Dynamic systems have mathematical descriptions also…
What do you mean by that? E.g. quantum mechanics, or even the many-bodies problem in classical mechanics...
Do note that being able to write a mathematical expression does not necessarily mean it’s computable. Among other things, our universe is finite.
I strongly suspect “computable” is being used in the mathematical sense here, not in the sense of “tractable on a reasonable computer”.
QM is compatible. Cclassical physics us not.
We do.nt know whether the universe is finite or infinite.

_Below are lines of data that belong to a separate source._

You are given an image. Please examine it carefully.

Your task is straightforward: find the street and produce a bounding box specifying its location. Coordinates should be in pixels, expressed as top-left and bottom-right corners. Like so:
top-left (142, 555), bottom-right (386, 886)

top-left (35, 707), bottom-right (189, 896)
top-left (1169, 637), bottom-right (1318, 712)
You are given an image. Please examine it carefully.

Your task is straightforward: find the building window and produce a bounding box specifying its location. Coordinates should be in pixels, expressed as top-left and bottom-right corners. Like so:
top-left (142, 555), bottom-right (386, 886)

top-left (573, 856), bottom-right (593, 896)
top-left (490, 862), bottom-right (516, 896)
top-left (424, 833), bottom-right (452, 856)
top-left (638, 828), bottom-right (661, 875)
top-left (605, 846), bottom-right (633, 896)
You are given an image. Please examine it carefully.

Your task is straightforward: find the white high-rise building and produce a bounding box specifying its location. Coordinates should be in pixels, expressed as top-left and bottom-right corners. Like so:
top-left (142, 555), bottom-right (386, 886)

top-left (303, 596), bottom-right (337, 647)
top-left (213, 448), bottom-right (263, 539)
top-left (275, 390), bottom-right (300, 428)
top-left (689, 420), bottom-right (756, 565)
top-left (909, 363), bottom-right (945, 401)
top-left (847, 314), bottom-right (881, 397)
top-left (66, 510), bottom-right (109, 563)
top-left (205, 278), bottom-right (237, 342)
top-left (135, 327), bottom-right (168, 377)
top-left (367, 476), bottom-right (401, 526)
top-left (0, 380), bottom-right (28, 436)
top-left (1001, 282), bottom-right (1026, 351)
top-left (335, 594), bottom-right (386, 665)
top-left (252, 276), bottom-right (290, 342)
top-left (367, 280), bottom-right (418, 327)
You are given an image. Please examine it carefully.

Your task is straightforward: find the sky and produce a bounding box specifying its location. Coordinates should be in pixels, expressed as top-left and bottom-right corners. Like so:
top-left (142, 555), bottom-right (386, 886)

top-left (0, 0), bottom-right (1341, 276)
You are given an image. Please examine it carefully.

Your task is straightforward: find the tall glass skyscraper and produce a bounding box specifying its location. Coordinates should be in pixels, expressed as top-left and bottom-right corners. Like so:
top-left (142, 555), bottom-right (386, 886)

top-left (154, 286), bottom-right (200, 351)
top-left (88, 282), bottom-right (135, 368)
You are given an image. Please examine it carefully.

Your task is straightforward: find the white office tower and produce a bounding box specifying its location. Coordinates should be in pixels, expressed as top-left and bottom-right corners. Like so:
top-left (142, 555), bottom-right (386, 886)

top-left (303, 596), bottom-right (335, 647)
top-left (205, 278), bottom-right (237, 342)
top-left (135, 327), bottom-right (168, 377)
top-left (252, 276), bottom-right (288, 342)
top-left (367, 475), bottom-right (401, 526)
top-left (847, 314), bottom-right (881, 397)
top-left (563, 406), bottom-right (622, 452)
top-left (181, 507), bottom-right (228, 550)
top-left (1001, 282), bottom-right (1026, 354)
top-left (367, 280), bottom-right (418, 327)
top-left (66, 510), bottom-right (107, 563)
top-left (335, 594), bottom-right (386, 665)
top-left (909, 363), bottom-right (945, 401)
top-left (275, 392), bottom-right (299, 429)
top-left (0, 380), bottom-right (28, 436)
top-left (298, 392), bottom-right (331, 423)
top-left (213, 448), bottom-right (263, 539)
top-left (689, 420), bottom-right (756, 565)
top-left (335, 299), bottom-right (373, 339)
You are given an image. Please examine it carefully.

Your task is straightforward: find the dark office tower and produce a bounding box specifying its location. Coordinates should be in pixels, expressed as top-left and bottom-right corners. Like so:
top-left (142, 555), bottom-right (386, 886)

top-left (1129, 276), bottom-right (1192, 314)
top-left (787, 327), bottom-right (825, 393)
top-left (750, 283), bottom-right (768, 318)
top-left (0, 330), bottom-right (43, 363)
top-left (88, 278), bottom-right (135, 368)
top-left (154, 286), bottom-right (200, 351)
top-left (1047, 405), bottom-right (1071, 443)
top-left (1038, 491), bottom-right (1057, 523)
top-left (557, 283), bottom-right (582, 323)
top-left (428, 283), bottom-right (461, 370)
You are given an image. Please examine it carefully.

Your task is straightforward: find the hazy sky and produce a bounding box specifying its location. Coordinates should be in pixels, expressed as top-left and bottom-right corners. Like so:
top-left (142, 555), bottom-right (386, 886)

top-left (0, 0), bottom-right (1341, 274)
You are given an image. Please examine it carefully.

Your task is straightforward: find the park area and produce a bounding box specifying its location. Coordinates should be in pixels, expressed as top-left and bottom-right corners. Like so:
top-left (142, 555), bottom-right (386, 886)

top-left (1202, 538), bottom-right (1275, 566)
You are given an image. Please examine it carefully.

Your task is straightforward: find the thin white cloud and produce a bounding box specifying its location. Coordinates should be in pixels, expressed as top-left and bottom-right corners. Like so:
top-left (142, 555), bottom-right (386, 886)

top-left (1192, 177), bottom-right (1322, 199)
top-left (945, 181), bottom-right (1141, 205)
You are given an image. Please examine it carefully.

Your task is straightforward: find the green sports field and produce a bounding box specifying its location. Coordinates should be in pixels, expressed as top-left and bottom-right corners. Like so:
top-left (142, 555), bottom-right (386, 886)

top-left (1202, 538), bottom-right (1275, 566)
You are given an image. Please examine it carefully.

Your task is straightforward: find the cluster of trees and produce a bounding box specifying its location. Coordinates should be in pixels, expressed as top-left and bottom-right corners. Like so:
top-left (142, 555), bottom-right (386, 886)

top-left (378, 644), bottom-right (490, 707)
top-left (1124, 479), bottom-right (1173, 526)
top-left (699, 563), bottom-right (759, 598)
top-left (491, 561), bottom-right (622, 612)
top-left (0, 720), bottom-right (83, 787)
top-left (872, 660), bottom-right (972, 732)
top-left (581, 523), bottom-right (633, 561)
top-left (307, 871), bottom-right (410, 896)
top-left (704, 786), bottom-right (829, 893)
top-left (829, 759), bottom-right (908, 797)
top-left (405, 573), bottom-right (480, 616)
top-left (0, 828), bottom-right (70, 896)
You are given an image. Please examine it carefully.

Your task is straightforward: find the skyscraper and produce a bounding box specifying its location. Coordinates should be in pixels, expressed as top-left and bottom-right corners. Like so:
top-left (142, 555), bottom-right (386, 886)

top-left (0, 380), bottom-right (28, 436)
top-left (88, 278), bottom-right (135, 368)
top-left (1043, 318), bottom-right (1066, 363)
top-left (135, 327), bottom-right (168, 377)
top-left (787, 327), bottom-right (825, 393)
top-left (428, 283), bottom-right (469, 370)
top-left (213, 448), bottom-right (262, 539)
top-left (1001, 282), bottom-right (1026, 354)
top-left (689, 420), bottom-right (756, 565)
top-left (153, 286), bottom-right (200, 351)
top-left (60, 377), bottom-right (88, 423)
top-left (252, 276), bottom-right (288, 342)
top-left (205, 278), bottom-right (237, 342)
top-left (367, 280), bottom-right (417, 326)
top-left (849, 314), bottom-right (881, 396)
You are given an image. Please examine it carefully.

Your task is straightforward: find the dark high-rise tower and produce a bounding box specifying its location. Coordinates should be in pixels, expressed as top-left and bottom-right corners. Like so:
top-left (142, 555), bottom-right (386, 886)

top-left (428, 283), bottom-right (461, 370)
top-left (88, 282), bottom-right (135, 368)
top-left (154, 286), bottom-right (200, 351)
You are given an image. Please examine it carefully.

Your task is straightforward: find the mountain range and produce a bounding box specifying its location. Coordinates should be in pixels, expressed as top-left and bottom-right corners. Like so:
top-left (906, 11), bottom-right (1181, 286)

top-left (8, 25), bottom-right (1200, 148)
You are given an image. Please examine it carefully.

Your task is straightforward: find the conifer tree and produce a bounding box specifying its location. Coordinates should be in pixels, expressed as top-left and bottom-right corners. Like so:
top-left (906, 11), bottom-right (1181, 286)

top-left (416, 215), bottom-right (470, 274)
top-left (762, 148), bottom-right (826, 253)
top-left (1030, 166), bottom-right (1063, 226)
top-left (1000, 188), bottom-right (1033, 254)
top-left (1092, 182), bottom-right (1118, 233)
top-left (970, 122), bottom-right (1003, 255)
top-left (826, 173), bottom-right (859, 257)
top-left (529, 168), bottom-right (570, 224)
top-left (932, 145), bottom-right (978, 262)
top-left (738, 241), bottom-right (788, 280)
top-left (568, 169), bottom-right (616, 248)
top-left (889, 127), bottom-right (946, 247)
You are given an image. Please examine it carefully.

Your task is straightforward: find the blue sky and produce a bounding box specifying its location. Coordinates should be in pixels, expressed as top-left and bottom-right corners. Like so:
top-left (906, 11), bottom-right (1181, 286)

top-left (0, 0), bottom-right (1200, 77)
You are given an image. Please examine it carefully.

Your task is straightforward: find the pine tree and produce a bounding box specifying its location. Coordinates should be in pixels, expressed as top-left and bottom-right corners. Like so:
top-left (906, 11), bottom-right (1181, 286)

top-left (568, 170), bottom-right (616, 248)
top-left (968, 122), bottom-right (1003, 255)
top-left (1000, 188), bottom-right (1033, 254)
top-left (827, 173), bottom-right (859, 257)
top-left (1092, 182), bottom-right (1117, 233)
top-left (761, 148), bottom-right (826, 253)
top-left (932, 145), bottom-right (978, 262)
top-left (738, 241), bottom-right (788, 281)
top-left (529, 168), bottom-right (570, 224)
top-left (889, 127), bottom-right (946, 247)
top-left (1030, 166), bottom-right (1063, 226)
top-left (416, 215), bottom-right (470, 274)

In the broadest sense, the hypothesis is somewhat trivial. For instance, if we are communicating with an agent over a channel with n bits of information capacity, then there are 2^n possible exchanges. Given any n, it is possible to create a simulation that picks the “right” exchange, such that it is indistinguishable from a human. Where the hypothesis becomes less proven is if the requirement is not for fixed n.
No, I don’t think so.
Are you making the Searle’s Chinese Room argument?
In any case, even if we accept the purely functional approach, it doesn’t seem obvious to me that you must be able to create a simulation which picks the “right” answer in the future. You don’t get to run 2^n instances and say “Pick whichever one you satisfies your criteria”.
Well, I did say “In the broadest sense”, so yes, that does imply a purely functional approach.
The claim was that it is possible in principle. And yes, It is possible, in principle, to run 2^n instances and pick the one that satisfies the criteria.
That’s not simulating intelligence. That’s just a crude exhaustive search.
And I am not sure you have enough energy in the universe to run 2^n instances, anyway.